La Securities and Exchange Commission (SEC) des États-Unis a proposé de préciser que la règle 15c2-11 s’applique aux actions et non aux titres à revenu fixe, selon la SEC. Cette démarche vise à résoudre l’incertitude née lorsque les acteurs du marché ont questionné si la règle s’étendait aux obligations et aux instruments adossés à des actifs après des interprétations récentes du personnel.
Les analyses juridiques du secteur notent que la règle a historiquement été appliquée aux marchés actions, pas à la dette. Selon la Structured Finance Association, il n’existe aucune trace de l’application de la règle aux produits à revenu fixe ou structurés (structuredfinance.org/wp-content/uploads/2022/12/SFA-15c2-11-Brief-FINAL.pdf).

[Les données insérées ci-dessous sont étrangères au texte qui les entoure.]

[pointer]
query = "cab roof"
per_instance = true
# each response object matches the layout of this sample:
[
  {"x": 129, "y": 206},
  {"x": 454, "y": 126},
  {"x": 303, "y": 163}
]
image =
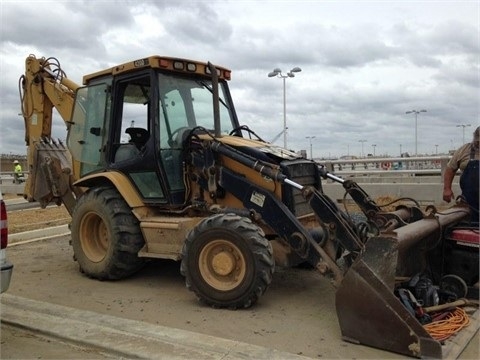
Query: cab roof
[{"x": 177, "y": 65}]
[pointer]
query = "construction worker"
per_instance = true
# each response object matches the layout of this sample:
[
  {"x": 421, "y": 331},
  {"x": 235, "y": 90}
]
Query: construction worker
[
  {"x": 466, "y": 158},
  {"x": 17, "y": 172}
]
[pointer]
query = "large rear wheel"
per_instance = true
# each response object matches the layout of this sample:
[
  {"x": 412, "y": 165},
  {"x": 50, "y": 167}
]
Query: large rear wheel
[
  {"x": 106, "y": 236},
  {"x": 227, "y": 262}
]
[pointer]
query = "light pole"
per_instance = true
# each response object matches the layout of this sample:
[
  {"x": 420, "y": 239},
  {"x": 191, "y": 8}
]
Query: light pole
[
  {"x": 416, "y": 112},
  {"x": 463, "y": 126},
  {"x": 310, "y": 138},
  {"x": 362, "y": 141},
  {"x": 278, "y": 73}
]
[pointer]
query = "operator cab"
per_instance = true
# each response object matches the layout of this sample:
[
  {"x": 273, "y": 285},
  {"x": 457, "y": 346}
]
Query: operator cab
[{"x": 135, "y": 121}]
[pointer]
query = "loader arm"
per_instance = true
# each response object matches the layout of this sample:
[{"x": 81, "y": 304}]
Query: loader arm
[{"x": 44, "y": 86}]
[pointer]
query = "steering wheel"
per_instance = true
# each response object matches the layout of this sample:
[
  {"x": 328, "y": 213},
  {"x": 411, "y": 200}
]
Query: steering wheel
[
  {"x": 174, "y": 136},
  {"x": 247, "y": 129}
]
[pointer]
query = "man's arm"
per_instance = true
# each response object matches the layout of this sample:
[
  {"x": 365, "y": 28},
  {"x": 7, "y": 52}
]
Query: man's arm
[{"x": 448, "y": 176}]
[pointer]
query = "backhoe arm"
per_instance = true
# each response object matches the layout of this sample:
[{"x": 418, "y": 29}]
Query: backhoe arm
[
  {"x": 42, "y": 90},
  {"x": 44, "y": 86}
]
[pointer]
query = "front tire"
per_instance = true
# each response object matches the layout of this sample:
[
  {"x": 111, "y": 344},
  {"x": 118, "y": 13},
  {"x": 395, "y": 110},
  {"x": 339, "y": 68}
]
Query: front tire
[
  {"x": 106, "y": 236},
  {"x": 227, "y": 261}
]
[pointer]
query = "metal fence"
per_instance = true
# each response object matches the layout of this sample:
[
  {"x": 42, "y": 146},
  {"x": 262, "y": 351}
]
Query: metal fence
[{"x": 419, "y": 178}]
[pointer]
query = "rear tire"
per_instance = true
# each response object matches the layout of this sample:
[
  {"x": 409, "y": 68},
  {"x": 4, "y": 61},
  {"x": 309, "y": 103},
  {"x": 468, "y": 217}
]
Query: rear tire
[
  {"x": 227, "y": 261},
  {"x": 106, "y": 236}
]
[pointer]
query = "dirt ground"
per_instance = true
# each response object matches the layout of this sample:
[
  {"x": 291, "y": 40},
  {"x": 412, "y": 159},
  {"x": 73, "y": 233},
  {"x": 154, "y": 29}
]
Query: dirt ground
[
  {"x": 31, "y": 219},
  {"x": 296, "y": 314}
]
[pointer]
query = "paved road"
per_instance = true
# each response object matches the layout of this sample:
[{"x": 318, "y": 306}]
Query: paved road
[{"x": 296, "y": 317}]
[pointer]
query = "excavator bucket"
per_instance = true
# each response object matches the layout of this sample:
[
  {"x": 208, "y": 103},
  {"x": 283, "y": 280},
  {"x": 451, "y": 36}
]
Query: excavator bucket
[
  {"x": 48, "y": 179},
  {"x": 368, "y": 311}
]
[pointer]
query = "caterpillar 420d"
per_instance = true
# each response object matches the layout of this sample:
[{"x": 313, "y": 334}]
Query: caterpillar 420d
[{"x": 156, "y": 165}]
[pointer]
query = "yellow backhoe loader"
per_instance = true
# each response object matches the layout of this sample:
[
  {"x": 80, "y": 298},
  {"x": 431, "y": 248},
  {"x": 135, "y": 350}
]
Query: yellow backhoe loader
[{"x": 156, "y": 165}]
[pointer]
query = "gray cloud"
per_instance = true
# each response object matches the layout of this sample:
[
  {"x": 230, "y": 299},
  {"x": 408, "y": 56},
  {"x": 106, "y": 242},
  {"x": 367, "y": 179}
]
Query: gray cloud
[{"x": 364, "y": 63}]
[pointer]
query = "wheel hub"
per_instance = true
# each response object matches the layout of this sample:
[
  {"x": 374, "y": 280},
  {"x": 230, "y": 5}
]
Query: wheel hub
[{"x": 223, "y": 263}]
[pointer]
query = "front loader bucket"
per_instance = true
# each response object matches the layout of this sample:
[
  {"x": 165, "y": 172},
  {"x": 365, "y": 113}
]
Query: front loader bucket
[{"x": 368, "y": 311}]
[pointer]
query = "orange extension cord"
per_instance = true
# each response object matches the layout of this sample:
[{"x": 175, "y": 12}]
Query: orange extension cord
[{"x": 441, "y": 330}]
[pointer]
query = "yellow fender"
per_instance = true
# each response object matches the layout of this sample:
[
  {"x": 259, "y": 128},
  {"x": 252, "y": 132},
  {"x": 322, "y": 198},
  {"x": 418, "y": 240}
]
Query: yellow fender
[{"x": 120, "y": 181}]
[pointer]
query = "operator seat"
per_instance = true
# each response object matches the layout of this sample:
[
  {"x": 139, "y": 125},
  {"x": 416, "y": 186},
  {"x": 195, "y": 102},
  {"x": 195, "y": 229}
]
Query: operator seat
[
  {"x": 138, "y": 136},
  {"x": 130, "y": 150}
]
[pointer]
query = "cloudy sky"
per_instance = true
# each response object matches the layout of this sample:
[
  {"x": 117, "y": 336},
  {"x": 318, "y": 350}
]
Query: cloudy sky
[{"x": 364, "y": 63}]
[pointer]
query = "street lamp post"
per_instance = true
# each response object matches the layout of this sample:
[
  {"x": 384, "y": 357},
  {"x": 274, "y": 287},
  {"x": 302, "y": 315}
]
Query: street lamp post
[
  {"x": 278, "y": 73},
  {"x": 310, "y": 138},
  {"x": 362, "y": 141},
  {"x": 464, "y": 126},
  {"x": 416, "y": 112}
]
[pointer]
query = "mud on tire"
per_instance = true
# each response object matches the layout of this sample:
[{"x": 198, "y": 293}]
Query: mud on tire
[
  {"x": 106, "y": 236},
  {"x": 227, "y": 261}
]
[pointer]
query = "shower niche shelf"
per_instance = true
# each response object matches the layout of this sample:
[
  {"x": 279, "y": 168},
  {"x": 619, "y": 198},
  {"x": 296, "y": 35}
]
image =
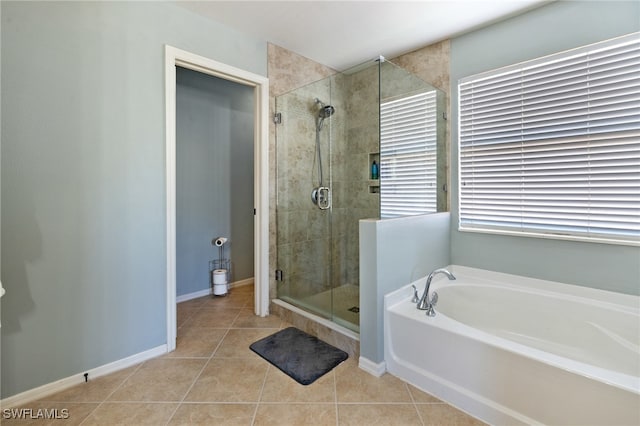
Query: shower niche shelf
[{"x": 373, "y": 184}]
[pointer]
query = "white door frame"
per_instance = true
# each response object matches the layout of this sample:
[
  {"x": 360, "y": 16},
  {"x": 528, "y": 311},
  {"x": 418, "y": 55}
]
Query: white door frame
[{"x": 176, "y": 57}]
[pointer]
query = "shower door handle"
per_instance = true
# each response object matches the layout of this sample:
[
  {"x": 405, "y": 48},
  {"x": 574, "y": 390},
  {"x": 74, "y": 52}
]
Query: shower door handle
[{"x": 321, "y": 196}]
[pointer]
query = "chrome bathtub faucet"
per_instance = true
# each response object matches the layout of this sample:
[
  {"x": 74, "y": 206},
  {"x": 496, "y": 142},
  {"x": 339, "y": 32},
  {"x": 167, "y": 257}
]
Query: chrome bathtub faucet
[{"x": 425, "y": 303}]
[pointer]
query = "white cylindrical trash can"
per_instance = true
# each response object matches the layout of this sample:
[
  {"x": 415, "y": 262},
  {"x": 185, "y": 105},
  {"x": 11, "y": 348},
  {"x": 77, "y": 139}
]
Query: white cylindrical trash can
[{"x": 220, "y": 282}]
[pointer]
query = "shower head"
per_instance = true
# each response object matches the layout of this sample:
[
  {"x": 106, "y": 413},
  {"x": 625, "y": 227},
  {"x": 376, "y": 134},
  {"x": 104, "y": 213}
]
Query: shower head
[{"x": 326, "y": 111}]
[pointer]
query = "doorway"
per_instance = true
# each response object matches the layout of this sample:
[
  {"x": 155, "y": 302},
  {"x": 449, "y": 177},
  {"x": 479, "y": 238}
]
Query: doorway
[{"x": 179, "y": 58}]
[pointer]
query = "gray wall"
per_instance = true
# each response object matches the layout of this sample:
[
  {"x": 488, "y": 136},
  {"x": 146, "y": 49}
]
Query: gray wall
[
  {"x": 555, "y": 27},
  {"x": 394, "y": 253},
  {"x": 214, "y": 177},
  {"x": 82, "y": 173}
]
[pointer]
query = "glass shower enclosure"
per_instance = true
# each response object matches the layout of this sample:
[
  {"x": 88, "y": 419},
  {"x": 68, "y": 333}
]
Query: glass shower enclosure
[{"x": 327, "y": 140}]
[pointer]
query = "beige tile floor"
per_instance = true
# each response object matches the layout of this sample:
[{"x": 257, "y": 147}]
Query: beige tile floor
[{"x": 213, "y": 378}]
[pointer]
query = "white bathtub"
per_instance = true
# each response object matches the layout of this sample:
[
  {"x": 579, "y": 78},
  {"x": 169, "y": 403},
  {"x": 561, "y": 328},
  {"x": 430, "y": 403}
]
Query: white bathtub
[{"x": 514, "y": 350}]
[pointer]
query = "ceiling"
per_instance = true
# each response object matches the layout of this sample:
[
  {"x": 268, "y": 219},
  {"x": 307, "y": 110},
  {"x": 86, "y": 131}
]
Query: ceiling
[{"x": 341, "y": 34}]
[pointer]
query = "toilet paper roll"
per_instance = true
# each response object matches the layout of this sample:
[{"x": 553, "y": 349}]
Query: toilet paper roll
[{"x": 219, "y": 276}]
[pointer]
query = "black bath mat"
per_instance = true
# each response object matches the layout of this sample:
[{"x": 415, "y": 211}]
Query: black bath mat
[{"x": 302, "y": 356}]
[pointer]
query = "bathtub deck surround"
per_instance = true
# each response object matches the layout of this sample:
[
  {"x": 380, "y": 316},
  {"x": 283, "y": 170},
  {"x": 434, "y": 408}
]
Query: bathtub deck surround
[
  {"x": 516, "y": 350},
  {"x": 214, "y": 378}
]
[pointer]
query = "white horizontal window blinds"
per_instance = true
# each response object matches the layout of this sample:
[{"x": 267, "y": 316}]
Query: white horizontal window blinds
[
  {"x": 553, "y": 146},
  {"x": 408, "y": 135}
]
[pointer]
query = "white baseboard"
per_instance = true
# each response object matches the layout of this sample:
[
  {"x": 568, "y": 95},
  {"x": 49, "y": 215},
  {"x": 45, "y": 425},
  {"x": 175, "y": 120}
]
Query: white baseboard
[
  {"x": 207, "y": 291},
  {"x": 63, "y": 384},
  {"x": 371, "y": 367},
  {"x": 246, "y": 281}
]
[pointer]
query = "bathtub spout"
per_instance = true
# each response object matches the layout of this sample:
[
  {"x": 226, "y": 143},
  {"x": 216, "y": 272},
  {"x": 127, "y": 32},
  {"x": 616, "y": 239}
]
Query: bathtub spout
[{"x": 425, "y": 303}]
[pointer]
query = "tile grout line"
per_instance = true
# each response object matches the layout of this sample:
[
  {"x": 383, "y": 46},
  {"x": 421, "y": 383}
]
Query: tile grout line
[
  {"x": 335, "y": 395},
  {"x": 413, "y": 400},
  {"x": 106, "y": 398},
  {"x": 259, "y": 399},
  {"x": 179, "y": 404}
]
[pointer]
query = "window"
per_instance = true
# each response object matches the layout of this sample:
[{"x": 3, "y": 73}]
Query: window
[
  {"x": 408, "y": 155},
  {"x": 551, "y": 147}
]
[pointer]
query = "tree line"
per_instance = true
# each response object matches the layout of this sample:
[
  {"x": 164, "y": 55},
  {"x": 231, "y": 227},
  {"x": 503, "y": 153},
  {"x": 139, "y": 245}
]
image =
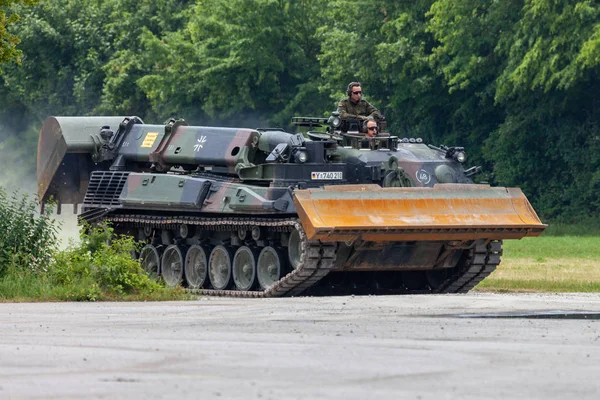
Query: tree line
[{"x": 516, "y": 82}]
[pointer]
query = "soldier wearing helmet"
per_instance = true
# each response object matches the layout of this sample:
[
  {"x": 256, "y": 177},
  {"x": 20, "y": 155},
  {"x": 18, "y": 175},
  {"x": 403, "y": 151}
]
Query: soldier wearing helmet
[{"x": 355, "y": 106}]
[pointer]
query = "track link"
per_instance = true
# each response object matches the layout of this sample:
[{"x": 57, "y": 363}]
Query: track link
[
  {"x": 481, "y": 261},
  {"x": 316, "y": 260}
]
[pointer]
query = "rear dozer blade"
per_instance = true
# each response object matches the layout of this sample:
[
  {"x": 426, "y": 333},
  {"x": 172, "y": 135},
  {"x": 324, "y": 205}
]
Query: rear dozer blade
[{"x": 444, "y": 212}]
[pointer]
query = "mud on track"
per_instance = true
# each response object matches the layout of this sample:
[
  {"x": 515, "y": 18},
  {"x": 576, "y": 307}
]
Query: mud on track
[{"x": 390, "y": 347}]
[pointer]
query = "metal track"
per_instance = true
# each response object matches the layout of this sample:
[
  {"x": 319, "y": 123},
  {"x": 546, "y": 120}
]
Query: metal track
[
  {"x": 482, "y": 260},
  {"x": 317, "y": 258}
]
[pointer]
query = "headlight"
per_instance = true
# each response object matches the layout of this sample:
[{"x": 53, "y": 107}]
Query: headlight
[{"x": 301, "y": 156}]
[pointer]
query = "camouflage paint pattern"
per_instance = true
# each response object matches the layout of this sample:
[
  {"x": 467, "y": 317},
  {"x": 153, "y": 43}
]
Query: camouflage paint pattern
[{"x": 335, "y": 189}]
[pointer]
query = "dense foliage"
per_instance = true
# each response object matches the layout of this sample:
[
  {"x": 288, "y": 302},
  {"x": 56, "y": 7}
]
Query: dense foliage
[
  {"x": 516, "y": 82},
  {"x": 100, "y": 266},
  {"x": 28, "y": 239}
]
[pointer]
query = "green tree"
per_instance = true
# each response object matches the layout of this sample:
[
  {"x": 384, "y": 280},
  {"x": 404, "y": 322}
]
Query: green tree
[
  {"x": 239, "y": 61},
  {"x": 9, "y": 41}
]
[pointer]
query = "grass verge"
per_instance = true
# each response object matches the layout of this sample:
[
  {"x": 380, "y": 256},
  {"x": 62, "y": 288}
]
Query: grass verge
[{"x": 547, "y": 264}]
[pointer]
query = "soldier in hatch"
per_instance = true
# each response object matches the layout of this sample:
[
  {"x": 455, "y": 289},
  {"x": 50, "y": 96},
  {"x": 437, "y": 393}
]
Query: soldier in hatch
[
  {"x": 371, "y": 129},
  {"x": 355, "y": 106}
]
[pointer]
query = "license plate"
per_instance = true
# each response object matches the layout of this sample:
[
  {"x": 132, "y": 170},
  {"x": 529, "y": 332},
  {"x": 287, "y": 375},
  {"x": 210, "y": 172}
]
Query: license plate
[{"x": 326, "y": 176}]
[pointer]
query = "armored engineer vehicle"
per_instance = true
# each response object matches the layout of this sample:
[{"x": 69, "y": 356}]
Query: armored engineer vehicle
[{"x": 264, "y": 212}]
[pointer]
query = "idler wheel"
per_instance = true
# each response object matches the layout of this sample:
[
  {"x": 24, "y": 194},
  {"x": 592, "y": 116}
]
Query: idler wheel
[
  {"x": 270, "y": 267},
  {"x": 244, "y": 268},
  {"x": 219, "y": 268},
  {"x": 196, "y": 267},
  {"x": 295, "y": 249},
  {"x": 150, "y": 261},
  {"x": 172, "y": 266}
]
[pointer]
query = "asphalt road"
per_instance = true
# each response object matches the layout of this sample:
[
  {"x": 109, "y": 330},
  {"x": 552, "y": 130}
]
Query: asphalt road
[{"x": 396, "y": 347}]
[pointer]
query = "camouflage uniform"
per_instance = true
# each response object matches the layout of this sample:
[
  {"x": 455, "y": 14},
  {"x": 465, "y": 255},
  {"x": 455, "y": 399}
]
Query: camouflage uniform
[{"x": 361, "y": 110}]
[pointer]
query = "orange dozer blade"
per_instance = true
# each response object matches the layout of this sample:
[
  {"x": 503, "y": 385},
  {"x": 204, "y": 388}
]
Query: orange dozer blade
[{"x": 444, "y": 212}]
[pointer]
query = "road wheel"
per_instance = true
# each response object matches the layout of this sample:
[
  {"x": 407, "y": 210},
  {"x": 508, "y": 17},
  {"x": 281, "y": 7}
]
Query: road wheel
[
  {"x": 244, "y": 268},
  {"x": 172, "y": 266},
  {"x": 270, "y": 267},
  {"x": 150, "y": 261},
  {"x": 219, "y": 268},
  {"x": 196, "y": 267}
]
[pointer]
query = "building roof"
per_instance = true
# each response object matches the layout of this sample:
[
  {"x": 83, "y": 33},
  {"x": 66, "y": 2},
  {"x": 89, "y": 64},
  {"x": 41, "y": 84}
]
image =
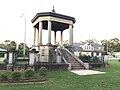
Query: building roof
[
  {"x": 79, "y": 49},
  {"x": 54, "y": 15}
]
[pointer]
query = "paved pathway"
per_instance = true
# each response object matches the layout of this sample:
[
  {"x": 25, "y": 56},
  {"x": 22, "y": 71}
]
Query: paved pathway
[{"x": 86, "y": 72}]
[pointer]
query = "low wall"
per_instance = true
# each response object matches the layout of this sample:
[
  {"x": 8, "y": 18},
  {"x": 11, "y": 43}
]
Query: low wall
[
  {"x": 49, "y": 66},
  {"x": 52, "y": 66}
]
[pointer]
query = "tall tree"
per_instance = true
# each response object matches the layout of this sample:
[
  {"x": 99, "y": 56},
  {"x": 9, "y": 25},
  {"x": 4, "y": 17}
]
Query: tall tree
[{"x": 20, "y": 49}]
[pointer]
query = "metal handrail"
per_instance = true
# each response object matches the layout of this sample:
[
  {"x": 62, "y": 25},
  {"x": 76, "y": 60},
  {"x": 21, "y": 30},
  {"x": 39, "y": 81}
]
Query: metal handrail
[
  {"x": 80, "y": 61},
  {"x": 64, "y": 59}
]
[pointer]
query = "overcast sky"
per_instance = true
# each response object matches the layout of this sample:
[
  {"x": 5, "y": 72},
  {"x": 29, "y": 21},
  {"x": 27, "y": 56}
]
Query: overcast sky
[{"x": 99, "y": 19}]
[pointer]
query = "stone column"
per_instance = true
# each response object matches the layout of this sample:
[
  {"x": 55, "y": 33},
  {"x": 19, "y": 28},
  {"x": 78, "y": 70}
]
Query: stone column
[
  {"x": 10, "y": 61},
  {"x": 61, "y": 38},
  {"x": 70, "y": 35},
  {"x": 49, "y": 32},
  {"x": 54, "y": 37},
  {"x": 34, "y": 38},
  {"x": 40, "y": 33}
]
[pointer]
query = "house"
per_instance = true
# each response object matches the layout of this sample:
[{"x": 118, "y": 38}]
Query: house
[
  {"x": 3, "y": 54},
  {"x": 86, "y": 48}
]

Une modification législative a été proposée pour aligner la portée de la règle avec les marchés actions. Selon Congress.gov, le H.R. 3959 (présenté le 12 juin 2025) ajouterait une exemption légale indiquant que la règle 15c2-11 ne s’applique pas aux cotations de titres à revenu fixe et définirait largement le revenu fixe (congress.gov/bill/119th-congress/house-bill/3959/text).
Les demandes de maintien de dérogations soulignent l’enjeu opérationnel. Selon l’Investment Company Institute, une lettre conjointe du 22 novembre 2024 a argumenté que les acteurs du marché considéraient historiquement que la règle ne s’appliquait pas aux titres à revenu fixe et que ses dispositions étaient mal adaptées à ces marchés (ici.org/system/files/2024-11/24-cl-joint-rule-15c2-11-extension.pdf).
Clarifier une portée uniquement axée sur les actions réduirait le risque d’interruptions soudaines de cotation sur les marchés de la dette. Les flux de travail des courtiers pour publier ou soumettre des cotations pourraient continuer sans devoir instaurer des processus de revue de divulgation de style actions pour les obligations et instruments adossés à des actifs.
Si cette clarification est adoptée conjointement avec une dérogation législative, le cadre refléterait mieux les différences entre les actions OTC et la structure du marché de la dette. Tout détail restant à mettre en œuvre nécessiterait encore une planification minutieuse de conformité par les courtiers et les acteurs du côté acheteur.
Les groupes industriels ont plaidé pour une portée uniquement sur les actions et une solution législative. Selon SIFMA, la loi Protecting Private Job Creators Act empêcherait la mauvaise application d’une règle spécifique aux actions sur les marchés de la dette (sifma.org/news/press-releases/sifma-welcomes-bill-to-prevent-misapplication-of-sec-rule-15c2-11-to-fixed-income-markets).
Le CREFC souligne les risques de liquidité si la dette était incluse. « La mauvaise application de la règle 15c2-11 a été une menace pesant sur la liquidité », a déclaré Lisa Pendergast, présidente et CEO de CREFC (crefc.org/cre/cre/content/News/Items/advocacy-items/HouseBillWouldSolve15C211IssueforFixed_Income.aspx).
Si la dérogation expire et que les courtiers réduisent leurs cotations pour gérer le risque de conformité, l’accès au détail pourrait se restreindre, avec moins de titres affichés ou facilement négociables. Sur le plan opérationnel, les entreprises seraient confrontées à de nouveaux processus de revue inadaptés aux conventions du marché obligataire.
Une clarification uniquement sur les actions ou une dérogation législative éviterait d’imposer des contrôles de cotation conçus pour les actions OTC à divers instruments à revenu fixe. Cela favoriserait la continuité dans la gestion de la liquidité et les opérations de portefeuille.
Une loi de la Chambre des représentants de juin 2025 qui inscrirait dans la loi une dérogation pour le revenu fixe, indiquant que la règle 15c2-11 ne s’applique pas aux cotations d’obligations, de billets et de titres adossés à des actifs.
Les analyses du secteur avertissent que des limites potentielles de cotation pourraient réduire la liquidité, nuire à la découverte des prix et limiter l’accès des investisseurs particuliers, sans preuve claire de risques similaires de fraude sur le marché OTC des actions.